Anche gli album ne hanno giovato:
se non altro il tentativo di non suonare come l'ennesima buona imitazione di Robert
Earl Keen o Joe Ely è servito a Three Days o Lucky Ones (tra i suoi articoli più
interessanti), facendoli suonare come degli onesti prodotti mainstream rock, sempre
e comunque con un occhio di riguardo alle radici. Già le radici: nonostante tutto
Pat Green non ha mai rinnegato Austin, la scena country e i suoi padri ispiratori,
tanto che oggi riparte da "indipendente" con una delle più scontate operazioni,
una colonna sonora di cover che riprende il discorso esattamente là dove era stato
interrotto nel 2001. Si, perchè grazie al primo capitolo di Songs We Wish
We'd Written, Green aveva già saggiato il terreno, pubblicandolo però
in coppia con il collega Cory Morrow, altro apprezzato capofila del country rock
texano. Ora si tratta di un album a nome proprio, anche se il concetto non cambia:
una manciata di brani che dovrebbero sintetizzare l'educazione musicale del nostro,
il suo oscillare fra l'Americana e il mainstream, tra il country d'autore e il
pop rock più americano che ci sia.
Essendo l'esordio in casa Sugar Hill,
abbandonando i lidi dorati delle major dopo più di un decennio, Songs We Wish
We'd Written suona soprattutto come un classico passaggio in attesa (forse) di
tempi migliori. Anche perché Pat Green rimane sempre quel simpatico, preparato,
a volte anche ruggente rocker texano, ma mai oltre il lecito dovere e un po' troppo
ripulito. Da tutto ciò nascono una doverosa ripresa di All
Just to get To You di Joe Ely o una edulcorata If
I Had a Boat di Lyle Lovett, tributi piacevoli e nulla piiù che ti
aspetteresti chiaramente da lui, abbinate ad una più imprevedibile (ma sbiadita)

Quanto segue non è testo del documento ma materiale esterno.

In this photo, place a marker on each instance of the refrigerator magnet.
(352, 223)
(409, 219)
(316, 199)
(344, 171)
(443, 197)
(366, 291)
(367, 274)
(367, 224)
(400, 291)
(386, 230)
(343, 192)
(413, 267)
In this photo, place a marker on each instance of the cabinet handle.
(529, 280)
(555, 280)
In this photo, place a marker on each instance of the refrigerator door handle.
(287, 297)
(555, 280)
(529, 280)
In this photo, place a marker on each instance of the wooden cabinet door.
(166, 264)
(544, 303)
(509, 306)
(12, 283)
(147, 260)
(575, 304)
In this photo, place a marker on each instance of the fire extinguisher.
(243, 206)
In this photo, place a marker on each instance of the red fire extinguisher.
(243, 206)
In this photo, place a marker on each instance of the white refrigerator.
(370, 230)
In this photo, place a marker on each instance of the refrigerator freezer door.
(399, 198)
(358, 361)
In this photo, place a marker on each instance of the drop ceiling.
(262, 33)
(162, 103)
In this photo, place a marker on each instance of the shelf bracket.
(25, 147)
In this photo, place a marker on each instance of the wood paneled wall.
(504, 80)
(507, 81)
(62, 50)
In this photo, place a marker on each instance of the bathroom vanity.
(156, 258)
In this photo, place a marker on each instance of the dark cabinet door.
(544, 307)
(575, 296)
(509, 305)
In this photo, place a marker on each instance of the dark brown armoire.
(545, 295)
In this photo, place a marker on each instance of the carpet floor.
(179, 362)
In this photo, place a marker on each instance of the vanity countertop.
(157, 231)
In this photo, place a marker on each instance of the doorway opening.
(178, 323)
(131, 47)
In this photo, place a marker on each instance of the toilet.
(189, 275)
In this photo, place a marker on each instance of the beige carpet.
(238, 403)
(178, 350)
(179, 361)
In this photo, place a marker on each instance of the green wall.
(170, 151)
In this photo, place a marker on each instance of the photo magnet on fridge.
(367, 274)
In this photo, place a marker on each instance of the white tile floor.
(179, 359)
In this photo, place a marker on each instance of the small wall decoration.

Soulshine (Warren Haynes), e un'insipida
Even the Losers di Tom Petty, fino alla chiusura
con I Am Too ripescata dal Todd Snider periodo
elettrico anni 90. Green e la sua band le affiancano a giovani e meno giovani
autori dell'altra Nashville, a metà strada fra progresso e conservazione come
si confà al personaggio: tra le altre appaiono la Shelby Lynne di Jesus
on a Greyhound e il Walt Wilkins di If It Weren't For You. Indispensabili?
Ma niente affatto, avreste dovuto già capirlo. Almeno che non siate iscritti al
suo fan club, qui non troverete una sola ragione per farle vostre.